Page 146 of The Sea Witch's Son

Every sound that comes out of the bathroom has the organ inside my chest convulsing. Sharp fragments slice through my vital organs, piercing the soft tissue until I have no choice but to bleed out, right here on my bedroom floor.

I cannot believe I ever wanted to feel alive.

The world rips at the seams as I rest my head against the bathroom door. I am close enough to hear the sound of running water, close enough to feel the pain radiating through the girl crying on the other side.

My little saint is ruining me. Drowning me with her sorrow, suffocating me with her heartache. It is everything I feared I would one day become, a man who is nothing more than his greatest passion.

His greatest downfall.

I am listening to her fall to pieces, listening to my heart fail to keep me alive. My little saint has been broken and I seem to be breaking right alongside her.

There are no words to describe the pain I feel when I step inside the bathroom. The horror I face when I reach my walk-in shower and find a small figure curled up on the tiled floor.

Hot water rains down on her, soaking through her shivering body. Red hair swirls around the drain, the murky liquid blending into the dark colour while Melody sobs into her knees.

It is the picture of a decimated heart, and I fear it was stolen straight from my chest.

Blood melts off my hair and drips down my body when I step under the spray. I don’t bother taking off my dress pants, I simply lie on the tiled floor and pull my little saint into my arms.

“M-Marlin. I-I don’t want you here.”

Even as her words lash out, her body curls into mine. Her tears stain my skin in a way her nails never could, piercing through the surface until I feel it deep in my bones.

“W-Why won’t you go away?”

“The shadows are my territory, little saint.” Pressing my lips against her forehead, I whisper the promise against her skin, “You can’t hide from me in the darkness.”

I told her that some people are difficult to love. Some people are not meant to find the heart that gives as much as it receives simply because their own heart is too dark to ever find someone strong enough to compete.

I was trying to tell her that I was the one who was difficult to love. Not my mother, not my father, but me.

Water pours down on us, washing away the grime and gore.

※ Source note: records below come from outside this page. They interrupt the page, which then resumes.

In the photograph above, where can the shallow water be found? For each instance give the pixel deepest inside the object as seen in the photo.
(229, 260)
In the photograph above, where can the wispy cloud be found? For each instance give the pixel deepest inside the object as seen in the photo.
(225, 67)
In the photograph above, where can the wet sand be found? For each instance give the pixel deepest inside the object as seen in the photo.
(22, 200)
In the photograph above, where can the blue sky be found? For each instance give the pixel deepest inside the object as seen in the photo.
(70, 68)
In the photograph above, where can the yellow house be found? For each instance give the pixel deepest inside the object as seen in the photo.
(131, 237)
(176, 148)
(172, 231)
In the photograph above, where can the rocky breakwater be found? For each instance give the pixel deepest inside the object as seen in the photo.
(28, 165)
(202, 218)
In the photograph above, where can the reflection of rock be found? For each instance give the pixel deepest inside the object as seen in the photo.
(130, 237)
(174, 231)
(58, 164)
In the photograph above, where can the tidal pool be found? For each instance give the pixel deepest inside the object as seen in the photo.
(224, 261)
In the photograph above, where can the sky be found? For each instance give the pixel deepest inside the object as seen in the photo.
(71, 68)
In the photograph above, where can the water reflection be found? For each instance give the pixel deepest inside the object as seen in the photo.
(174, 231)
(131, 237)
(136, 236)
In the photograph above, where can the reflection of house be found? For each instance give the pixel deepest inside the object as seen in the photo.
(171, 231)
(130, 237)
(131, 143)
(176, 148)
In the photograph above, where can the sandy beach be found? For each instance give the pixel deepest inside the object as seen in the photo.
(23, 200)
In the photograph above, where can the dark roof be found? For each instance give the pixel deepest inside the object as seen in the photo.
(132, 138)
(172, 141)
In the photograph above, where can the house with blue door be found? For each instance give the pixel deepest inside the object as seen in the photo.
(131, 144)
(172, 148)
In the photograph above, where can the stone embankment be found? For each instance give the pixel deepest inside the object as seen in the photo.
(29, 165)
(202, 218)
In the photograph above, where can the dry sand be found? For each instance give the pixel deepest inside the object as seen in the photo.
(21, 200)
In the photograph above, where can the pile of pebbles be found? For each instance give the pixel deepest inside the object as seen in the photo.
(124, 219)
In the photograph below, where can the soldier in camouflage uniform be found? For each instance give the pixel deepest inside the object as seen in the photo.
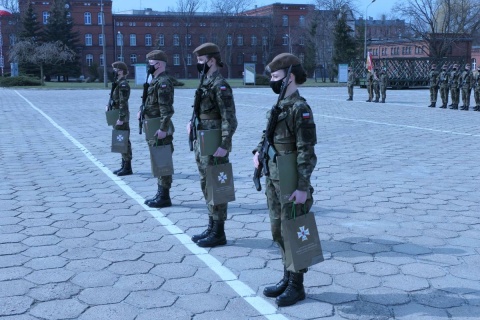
(455, 87)
(444, 80)
(466, 80)
(433, 76)
(383, 84)
(295, 132)
(350, 83)
(376, 85)
(369, 82)
(216, 111)
(120, 101)
(476, 93)
(159, 104)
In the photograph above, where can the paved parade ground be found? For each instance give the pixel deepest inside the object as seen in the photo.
(397, 204)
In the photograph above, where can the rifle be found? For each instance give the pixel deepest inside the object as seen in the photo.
(267, 150)
(195, 108)
(142, 107)
(110, 101)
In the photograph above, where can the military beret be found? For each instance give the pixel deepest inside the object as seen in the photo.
(283, 61)
(120, 65)
(157, 55)
(206, 48)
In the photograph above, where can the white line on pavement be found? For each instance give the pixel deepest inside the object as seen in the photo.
(261, 305)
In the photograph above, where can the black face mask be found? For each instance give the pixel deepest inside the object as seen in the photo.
(277, 85)
(203, 67)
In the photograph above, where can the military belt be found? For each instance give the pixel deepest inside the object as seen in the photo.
(285, 147)
(209, 116)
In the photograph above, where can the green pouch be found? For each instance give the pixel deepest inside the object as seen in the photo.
(150, 126)
(112, 116)
(209, 141)
(287, 173)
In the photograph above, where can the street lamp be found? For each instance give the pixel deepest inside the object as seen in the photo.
(104, 53)
(121, 45)
(366, 17)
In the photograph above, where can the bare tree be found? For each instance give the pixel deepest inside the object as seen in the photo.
(47, 53)
(441, 23)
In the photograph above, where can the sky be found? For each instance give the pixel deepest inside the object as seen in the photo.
(375, 10)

I hold onto her, not because I want to but because I have to.

When you find a heart as dark and twisted as your own, there is no choice but to hold on. To cling to the hope that perhaps this is the person who will choose to stay.

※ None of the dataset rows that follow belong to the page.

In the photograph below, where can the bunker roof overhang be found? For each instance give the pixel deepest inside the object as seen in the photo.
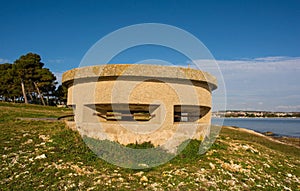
(139, 71)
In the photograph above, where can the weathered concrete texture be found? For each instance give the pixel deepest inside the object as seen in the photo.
(97, 91)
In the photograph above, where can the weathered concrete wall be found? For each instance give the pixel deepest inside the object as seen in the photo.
(140, 84)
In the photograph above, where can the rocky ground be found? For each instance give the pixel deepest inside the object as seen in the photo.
(39, 155)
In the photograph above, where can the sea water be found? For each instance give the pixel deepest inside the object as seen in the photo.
(278, 126)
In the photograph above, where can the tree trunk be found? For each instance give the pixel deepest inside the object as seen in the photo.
(41, 96)
(24, 93)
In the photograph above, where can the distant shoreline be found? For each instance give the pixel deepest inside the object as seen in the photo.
(287, 140)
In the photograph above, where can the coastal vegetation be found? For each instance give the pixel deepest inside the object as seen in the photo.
(26, 80)
(39, 155)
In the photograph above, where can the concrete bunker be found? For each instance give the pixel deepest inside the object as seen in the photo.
(133, 103)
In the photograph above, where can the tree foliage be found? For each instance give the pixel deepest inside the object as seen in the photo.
(28, 71)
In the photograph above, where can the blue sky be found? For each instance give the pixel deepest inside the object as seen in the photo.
(256, 43)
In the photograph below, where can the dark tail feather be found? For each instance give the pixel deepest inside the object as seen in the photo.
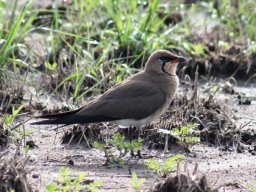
(65, 118)
(70, 117)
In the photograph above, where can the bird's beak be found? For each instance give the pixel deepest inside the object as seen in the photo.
(181, 59)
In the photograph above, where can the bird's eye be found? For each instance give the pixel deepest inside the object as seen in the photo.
(165, 59)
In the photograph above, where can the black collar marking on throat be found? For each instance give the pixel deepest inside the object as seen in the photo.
(163, 65)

Perhaps this is the heart that will choose to love my own.

I hold onto her until the water runs cold. I hold onto her until the darkness absorbs us both and there’s no light in sight.

And then I put her back together again.

Gathering her up in my arms, I carry her out of the shower. I wrap her up in one of my towels and carefully place her shivering body in my bed.

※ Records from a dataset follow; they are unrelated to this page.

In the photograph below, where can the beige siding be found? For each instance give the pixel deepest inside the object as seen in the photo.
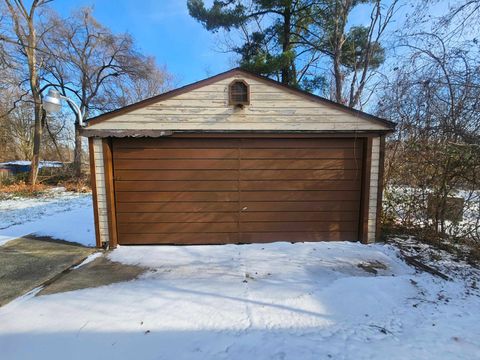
(372, 205)
(271, 108)
(101, 195)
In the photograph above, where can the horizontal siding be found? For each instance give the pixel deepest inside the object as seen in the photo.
(372, 201)
(207, 108)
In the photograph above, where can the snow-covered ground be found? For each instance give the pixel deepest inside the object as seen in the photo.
(59, 214)
(266, 301)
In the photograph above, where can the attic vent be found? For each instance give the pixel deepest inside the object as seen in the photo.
(238, 92)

My comb is too thin for her hair, so I use my fingers to untangle her knots. It is a slow, painful process, but I don’t stop until every red strand is free from the mess of this evening.

Once that’s done, I gently towel her off. Smoothing the soft cloth over her skin, I study the cuts and bruises someone else left behind. The broken nails from when she tried to fight. The marks around her wrist from how she was held down.

Those big blue eyes remain far from my face as I tidy her up. Not once does Melody meet my eyes, and when I make it to her legs, she closes them completely.

“Let me see.” Nudging her legs, I wait for her to open them, “Come on.”

She shakes her head and tears slink out beneath her eyelids.

“Please, little saint. Open for me.”

It takes a few minutes, but eventually she does.

I run the towel up her legs, carefully drying off the excess water. When I get to her centre, I stop and spread her folds gently.